Hello everyone!
I’m looking for a solution regarding my phd research where i need to do some data wrangling, ie. transform my dataset into format suitable for graph/network analysis or to be more precise - make relationship from the data based on the list of existing nodes and their temporal properties.
Anyways, I’ve written a cypher query where I’m loading my csv into a Neo4j DB and simultaneously updating “EndOfExport” column - whenever “X” is found, today’s date is inserted. Instead of today, i would like to know how to get the last day of the current month?
LOAD CSV WITH HEADERS FROM "file:///Test - input.csv" AS csvLine FIELDTERMINATOR ';'
CREATE (e:Country {CountryID: csvLine.CountryID, StartOfExport: date(csvLine.StartOfExport), EndOfExport: date(CASE csvLine.EndOfExport WHEN "X" THEN date() ELSE csvLine.EndOfExport END)})
Furthermore, the main question lies in the following: i want to create relationships between all the nodes (countries) who traded in the same period in time.

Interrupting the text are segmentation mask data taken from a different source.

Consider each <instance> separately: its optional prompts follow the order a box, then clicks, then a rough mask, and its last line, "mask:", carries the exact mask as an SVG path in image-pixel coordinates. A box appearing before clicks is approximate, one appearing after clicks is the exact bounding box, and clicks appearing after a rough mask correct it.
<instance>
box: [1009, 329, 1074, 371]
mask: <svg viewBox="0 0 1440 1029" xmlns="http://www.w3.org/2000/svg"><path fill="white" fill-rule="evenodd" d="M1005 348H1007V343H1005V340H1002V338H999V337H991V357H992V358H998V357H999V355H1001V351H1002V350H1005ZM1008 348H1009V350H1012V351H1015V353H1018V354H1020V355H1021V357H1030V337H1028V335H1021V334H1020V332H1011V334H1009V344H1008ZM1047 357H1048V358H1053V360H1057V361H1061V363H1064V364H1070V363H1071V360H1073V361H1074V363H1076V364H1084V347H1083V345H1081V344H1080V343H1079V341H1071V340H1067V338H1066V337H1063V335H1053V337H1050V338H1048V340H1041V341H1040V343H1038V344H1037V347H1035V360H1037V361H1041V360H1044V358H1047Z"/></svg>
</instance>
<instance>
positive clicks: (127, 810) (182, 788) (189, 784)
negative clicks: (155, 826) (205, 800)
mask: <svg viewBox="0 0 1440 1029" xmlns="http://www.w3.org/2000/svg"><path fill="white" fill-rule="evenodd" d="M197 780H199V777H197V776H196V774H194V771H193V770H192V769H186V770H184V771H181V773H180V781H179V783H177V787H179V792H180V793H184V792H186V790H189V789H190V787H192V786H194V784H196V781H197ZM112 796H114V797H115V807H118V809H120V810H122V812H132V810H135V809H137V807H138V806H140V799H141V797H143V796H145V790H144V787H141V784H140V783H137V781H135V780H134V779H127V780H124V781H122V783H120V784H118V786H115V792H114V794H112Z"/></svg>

That means that the following node list input
CountryID
StartOfExport
EndOfExport
55
2008-10-16
2014-01-31
47
2010-04-19
2014-09-15
73
2010-08-09
2022-07-18
61
2010-08-10
2013-04-30
should result in the following relationships:
CountryID_01
CountryID_02
StartOfExport
EndOfExport
55
47
2010-04-19
2014-01-31
55
73
2010-08-09
2014-01-31
55
61
2010-08-10
2013-04-30
47
73
2010-08-09
2014-09-15
47
61
2010-08-10
2013-04-30
73
61
2010-08-10
2013-04-30
That means that i need to do row by row comparison in the loop until the end of the table. Each iteration should start form the next row and make comparison with the each row until the end of table (top-bottom).
Comparison is based on the CountryID and i’m comparing
1.) StartOfExport of CountryID in the row X with the StartOfExport
of CountryID in the row X+1 where i need to take out the larger date;
2.) EndOfExport of CountryID in the row X with the EndOfExport
of CountryID in the row X+1 where i need to take out the smaller date;
The question is: should i do this kind of data wrangling before loading the data into Neo4j? In that case i would load separately both the node and relationship lists. Alternatively, is something like that possible to do with Cypher/APOC procedures and only while using the mentioned node list?
The ultimate goal would be to calculate centrality metrics in GDS for each year separately.
I’m working on a short notice so any advice/workflow would be very much appreciated!